Você está na página 1de 2

CURIOSIDADES DA LÍNGUA PORTUGUESA

Este texto de Mafalda Saraiva mostra o quão maravilhosa é a nossa língua.


Deliciem-se!
Jul 9, 2022 | #ENTRADA, Património e documentação

https://observalinguaportuguesa.org/este-texto-de-mafalda-saraiva-mostra-o-
quao-maravilhosa-e-a-nossa-lingua-deliciem-se/

“É uma expressão portuguesa, com certeza.

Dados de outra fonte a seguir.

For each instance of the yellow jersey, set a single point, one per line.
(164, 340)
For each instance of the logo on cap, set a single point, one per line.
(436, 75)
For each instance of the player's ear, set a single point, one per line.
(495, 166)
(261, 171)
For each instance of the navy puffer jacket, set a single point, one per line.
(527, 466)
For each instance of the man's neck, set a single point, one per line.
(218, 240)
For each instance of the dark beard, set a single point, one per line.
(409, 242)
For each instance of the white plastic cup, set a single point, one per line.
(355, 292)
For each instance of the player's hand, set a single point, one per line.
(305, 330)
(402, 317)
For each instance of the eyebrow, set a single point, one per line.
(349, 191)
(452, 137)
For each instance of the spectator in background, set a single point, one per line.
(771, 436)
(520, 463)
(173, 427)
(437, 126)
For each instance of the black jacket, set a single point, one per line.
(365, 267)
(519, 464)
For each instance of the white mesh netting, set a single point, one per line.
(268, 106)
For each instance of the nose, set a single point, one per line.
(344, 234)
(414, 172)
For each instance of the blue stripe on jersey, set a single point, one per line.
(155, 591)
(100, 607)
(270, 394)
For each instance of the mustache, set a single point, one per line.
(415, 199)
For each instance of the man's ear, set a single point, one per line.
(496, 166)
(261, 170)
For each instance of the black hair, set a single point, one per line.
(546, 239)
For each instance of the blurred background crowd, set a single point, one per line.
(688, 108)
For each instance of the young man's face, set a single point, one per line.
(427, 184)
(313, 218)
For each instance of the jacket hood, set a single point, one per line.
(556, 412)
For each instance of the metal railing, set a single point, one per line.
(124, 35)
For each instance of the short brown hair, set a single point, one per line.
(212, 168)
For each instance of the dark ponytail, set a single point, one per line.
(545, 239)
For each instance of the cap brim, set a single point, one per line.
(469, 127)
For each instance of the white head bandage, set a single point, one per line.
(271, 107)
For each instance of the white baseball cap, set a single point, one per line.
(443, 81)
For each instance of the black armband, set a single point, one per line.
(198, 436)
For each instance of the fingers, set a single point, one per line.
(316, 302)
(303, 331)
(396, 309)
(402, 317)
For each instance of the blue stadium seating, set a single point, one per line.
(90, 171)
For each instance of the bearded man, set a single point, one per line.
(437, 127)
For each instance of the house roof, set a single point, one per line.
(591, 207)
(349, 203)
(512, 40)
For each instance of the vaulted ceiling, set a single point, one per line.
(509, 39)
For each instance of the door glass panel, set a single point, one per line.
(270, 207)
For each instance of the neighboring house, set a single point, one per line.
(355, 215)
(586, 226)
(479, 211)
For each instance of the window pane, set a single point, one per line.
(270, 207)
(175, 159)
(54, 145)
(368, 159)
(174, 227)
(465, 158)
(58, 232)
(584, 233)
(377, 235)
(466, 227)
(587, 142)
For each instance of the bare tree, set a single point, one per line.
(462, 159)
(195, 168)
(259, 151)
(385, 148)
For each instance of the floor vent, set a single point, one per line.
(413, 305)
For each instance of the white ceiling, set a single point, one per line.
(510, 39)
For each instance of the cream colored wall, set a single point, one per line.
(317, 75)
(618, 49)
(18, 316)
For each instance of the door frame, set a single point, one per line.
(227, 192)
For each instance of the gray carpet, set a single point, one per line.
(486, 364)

Antes de ir desta para melhor, vou dar com a língua nos dentes e lavar roupa
suja. Com a faca e o queijo na mão, com uma perna às costas e de olhos
fechados, vou sacudir a água do capote. Ainda tirei o cavalinho da chuva, tentei
riscar este assunto do mapa, mas eu sou uma troca-tintas, uma vira casacas e
vou voltar à vaca fria. Andava eu a brincar aqui com os meus botões, a chorar
sobre o leite derramado, com bicho carpinteiro e macaquinhos na cabeça,
quando decidi procurar uma agulha no palheiro. Eu sei, eu não bato bem da
bola, mas sentia-me pior que uma lesma e tinha uma pedra no sapato. O
problema é que andava a bater com a cabeça nas paredes há algum tempo, com
um aperto no coração e uma enorme vontade de arrancar cabelos. Passei
muitos dias com cara de caso e com a cabeça nas nuvens como uma barata
tonta. Mas eu, que sou armada até aos dentes, arregacei as mangas e procurei
o arquivo a eito. Acontece que uma vez em conversa com um amigo ele disse-
me «Tiras-me do sério» e eu, sem papas na língua, respondi «Se te tiro do sério,
deixo-te a rir, é isso?». Ele, de trombas e com os azeites, gritou em plenos
pulmões «Esquece Mafalda, escreves belissimamente mas não conheces nem
1/4 das expressões portuguesas.» Só faltou trepar paredes. É preciso ter lata! O
primeiro milho é dos pardais. Primeiro pensei ter posto a pata na poça, depois
achei que ele tinha acordado com os pés de fora e que estava a fazer uma
tempestade num copo d´água e trinta por uma linha. Fiz vista grossa, mas
depressa disse Ó tio! Ó tio! Abri-lhe o coração, o jogo e os olhos na esperança
de acertar agulhas e pôr os pontos nos is. Não lhe ia prometer mundos e fundos
nem pregar uma peta, eu estava mesmo a brincar. Era um trocadilho. Pão, pão,
queijo, queijo. Rebeubéu, pardais ao ninho, fiquei com os pés para a cova, só me
apeteceu pendurar as botas e mandá-lo pentear macacos, dar uma volta ao
bilhar grande ou chatear o Camões. Que balde de água fria! Caraças, levei a
peito, aquela resposta era tão sem pés nem cabeça que fui aos arames. Eu sei
que dou muitas calinadas, meto os pés pelas mãos e faço tudo à balda. Posso
até ser uma cabeça de alho chocho e andar sempre com a cabeça nas nuvens
mas não ia meter o rabo entre as pernas nem que a vaca tossisse. Pus a cabeça
em água e fiquei a pensar na morte da bezerra. Caí das nuvens e com paninhos
quentes passei a conversa a pente fino, não fosse bater as botas. Percebi que
ele tinha trocado alhos por bugalhos, apeteceu-me cortar-lhe as vazas, mas
estava de mãos atadas e baixei a bola. Engoli o sapo, agarrei com unhas e dentes,
dei o braço a torcer e dei-lhe troco com o intuito de descalçar a bota. Não gosto
muito do vira o disco e toca o mesmo, mas isto já são muitos anos a virar frangos
e pus as barbas de molho. Uma mão lava à outra e as duas lavam as orelhas, mas
ele está-se nas tintas, à sombra da bananeira. Não deu uma mãozinha nem
deixou-se comprar gato por lebre. Ficou com a pulga atrás da orelha, pôs-se a
pau antes de estar feito ao bife. Pus mãos à obra, tentei fazer um negócio da
China e bati na mesma tecla. Dados lançados, cartas na mesa, coisas do arco da
velha. Claro que dei com o nariz na porta, o gato comeu-lhe e língua e saiu com
pés de lã. Água pela barba! Devia aproveitar a boleia antes de ficar para tia de
pedra e cal onde Judas perdeu as botas. É que isto pode estar giro e estar fixe,
mas não me apetece segurar a vela com dor de corno e dor de cotovelo só
porque não conheço 1/4 das expressões portuguesas.”